Porros, halcones y otras lacras

Ramón Córdoba

13 September 2018

Al final del volumen Agua quemada puedes encontrar uno de los mejores cuentos de todos los tiempos. Se titula “El hijo de Andrés Aparicio”, y hoy me resulta indispensable hablarte de él porque narra la historia, paradójica porque es al mismo tiempo de ascenso y caída, de un joven ávido de vida que va construyendo su camino hacia los bienes materiales que anhela... y hacia la abyección moral, aunque de ello ni cuenta se da nuestro protagonista. En suma: Bernabé, un muchacho del cinturón de miseria, es reclutado por las sempiternas fuerzas del mal y se convierte en porro con ambiciones de ir aún más hondo en los círculos del infierno. Y habrá de lograrlo, pero no te contaré cómo. Seas de donde seas nativo, sabes que esa palabra, “porro”, designa en México a un cigarro de mariguana, pero también a un golpeador a sueldo más o menos camuflado como estudiante de preparatoria-universidad. Poco hay que agregar: como supondrás, los porros sirven a turbios intereses específicos, al igual que todo grupo de choque.

En Agua quemada, Carlos Fuentes cuenta esta y otras historias entreveradas (cuarteto narrativo, las llama), que trazan un mapa... sociológico, digamos, del país que fue el nuestro y, lamentablemente, del que sigue siendo, como prueban los últimos sucesos (03-09-18) en la Universidad Nacional Autónoma de México. No creo que la literatura tenga obligación alguna, y menos la de postular ideologías y reflejar causas sociales, pero a veces lo hace con fortuna y leyendo esas obras comprendemos mejor a una sociedad.
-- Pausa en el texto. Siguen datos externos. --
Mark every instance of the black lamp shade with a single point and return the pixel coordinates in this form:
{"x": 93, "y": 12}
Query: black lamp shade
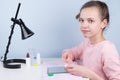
{"x": 26, "y": 33}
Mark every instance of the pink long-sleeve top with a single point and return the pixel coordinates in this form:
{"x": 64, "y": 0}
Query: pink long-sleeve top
{"x": 101, "y": 58}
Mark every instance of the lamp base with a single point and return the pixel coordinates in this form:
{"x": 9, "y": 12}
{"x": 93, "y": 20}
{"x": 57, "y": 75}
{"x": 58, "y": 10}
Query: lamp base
{"x": 8, "y": 63}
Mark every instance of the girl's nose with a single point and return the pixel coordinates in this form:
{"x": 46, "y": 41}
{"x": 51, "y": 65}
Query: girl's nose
{"x": 84, "y": 24}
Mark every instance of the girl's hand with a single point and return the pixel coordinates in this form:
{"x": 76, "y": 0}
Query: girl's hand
{"x": 67, "y": 57}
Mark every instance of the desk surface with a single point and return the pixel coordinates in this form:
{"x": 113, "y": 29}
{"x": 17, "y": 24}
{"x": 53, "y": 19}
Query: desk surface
{"x": 36, "y": 72}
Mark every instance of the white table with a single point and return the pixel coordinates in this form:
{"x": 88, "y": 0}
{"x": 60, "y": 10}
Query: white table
{"x": 36, "y": 72}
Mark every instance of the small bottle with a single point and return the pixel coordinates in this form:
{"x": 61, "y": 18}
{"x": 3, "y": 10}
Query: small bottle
{"x": 28, "y": 62}
{"x": 38, "y": 59}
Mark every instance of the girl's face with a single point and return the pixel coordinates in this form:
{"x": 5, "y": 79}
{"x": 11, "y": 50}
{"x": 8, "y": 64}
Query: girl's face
{"x": 91, "y": 24}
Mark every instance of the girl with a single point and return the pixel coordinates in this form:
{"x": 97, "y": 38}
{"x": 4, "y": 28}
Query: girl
{"x": 100, "y": 59}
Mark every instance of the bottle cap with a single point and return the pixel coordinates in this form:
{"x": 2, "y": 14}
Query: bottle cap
{"x": 28, "y": 55}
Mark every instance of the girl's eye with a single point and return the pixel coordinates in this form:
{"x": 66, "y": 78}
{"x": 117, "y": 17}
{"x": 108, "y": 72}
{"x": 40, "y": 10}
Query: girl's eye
{"x": 90, "y": 21}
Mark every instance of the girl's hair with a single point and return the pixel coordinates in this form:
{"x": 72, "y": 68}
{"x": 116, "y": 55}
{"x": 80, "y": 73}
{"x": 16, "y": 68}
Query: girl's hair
{"x": 102, "y": 7}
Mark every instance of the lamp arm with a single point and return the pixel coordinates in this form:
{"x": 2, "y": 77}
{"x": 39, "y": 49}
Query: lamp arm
{"x": 11, "y": 33}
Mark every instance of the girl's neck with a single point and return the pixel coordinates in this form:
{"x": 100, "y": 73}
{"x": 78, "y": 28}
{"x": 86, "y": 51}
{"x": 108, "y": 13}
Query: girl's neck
{"x": 96, "y": 40}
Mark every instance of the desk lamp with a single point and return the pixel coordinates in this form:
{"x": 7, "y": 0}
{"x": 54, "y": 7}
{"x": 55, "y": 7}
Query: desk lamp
{"x": 26, "y": 33}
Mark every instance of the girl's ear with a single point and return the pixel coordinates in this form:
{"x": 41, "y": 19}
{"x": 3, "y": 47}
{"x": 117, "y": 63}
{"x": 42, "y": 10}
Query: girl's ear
{"x": 104, "y": 23}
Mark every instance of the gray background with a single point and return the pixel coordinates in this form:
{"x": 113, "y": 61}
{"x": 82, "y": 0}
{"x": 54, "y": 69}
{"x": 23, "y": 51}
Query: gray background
{"x": 54, "y": 25}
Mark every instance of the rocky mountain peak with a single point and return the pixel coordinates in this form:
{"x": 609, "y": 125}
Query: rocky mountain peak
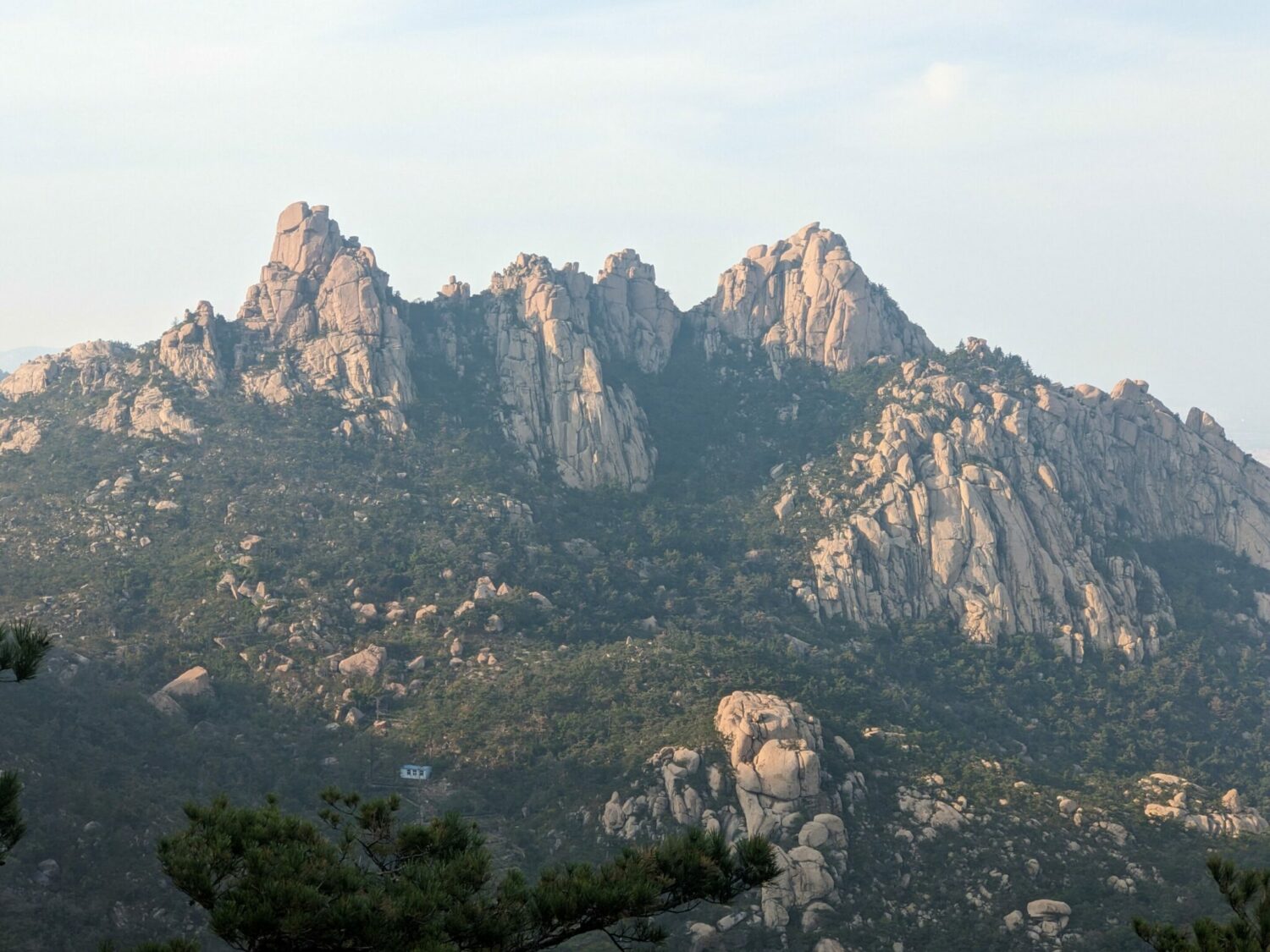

Y así, releyendo “El hijo de Andrés Aparicio”, me encuentro con este pasaje, donde están presentes el joven aprendiz de maleante, su instructor y el encumbrado político que es el patrón de ambos:

Sí señor como usted mande señor dijo Ureña y leyó con la voz temblorosa no pude amar en cada ser un árbol con su pequeño otoño a cuestas, tú entiendes algo Bernabé, no dijo Bernabé, sigue leyendo Ureñita, usted manda señor, y en las últimas casas humilladas, sin lámpara, sin fuego, sin pan, sin piedra, sin silencio, solo, rodé muriendo de mi propia muerte, síguele Ureñita, no desfallezcas, quiero que el chamaco entienda qué chingaos es eso de la cultura, piedra en la piedra, el hombre, dónde estuvo, aire en el aire, el hombre, dónde estuvo?, tiempo en el tiempo, Ureña tosió, pidió mil perdones, fuiste también el pedacito roto de hombre inconcluso, párale Ureñita, ¿entendiste algo chavo? Bernabé negó con la cabeza. El Jefe le ordenó a Ureña que pusiera el libro en un cenicerote de vidrio soplado de Tlaquepaque similar a los anteojos del licenciado, allí mero, y le prendiera fuego con un cerillo pero ya, a paso redoblado Ureñita dijo con una risa seca y seria el licenciado Carreón y mientras las páginas ardían a mí no me hizo falta leer nada de eso para llegar a donde estoy, quién quita y me hubiera sobrado, Ureñita, ¿por qué le iba a hacer falta a este escuincle? Dijo que tuvo razón en morderlo y si usted me pregunta para qué tengo esta biblioteca aquí le diré que es para recordar a cada rato que quedan muchos libros por quemar todavía. Mira chamaco le dijo a Bernabé mirándolo con todo el fulgor de que era capaz detrás de sus ocho capas de vidrio congelado, cualquier pendejo puede atravesar la cabeza más inteligente del mundo con un balazo, no te olvides de eso.

La escena que leíste transcurre en 1971. Lo que Ureñita lee son versos de un poema de Pablo Neruda, titulado “Alturas de Machu Picchu”. La quema de libros es un tópico literario con varios referentes históricos; los grupos de choque, también. Los hechos narrados suceden en una fecha que hoy nos resulta quizás remota y tal vez inimaginable, pero es evidente (y triste) que podría cambiarse por la de hoy y nadie notaría la diferencia.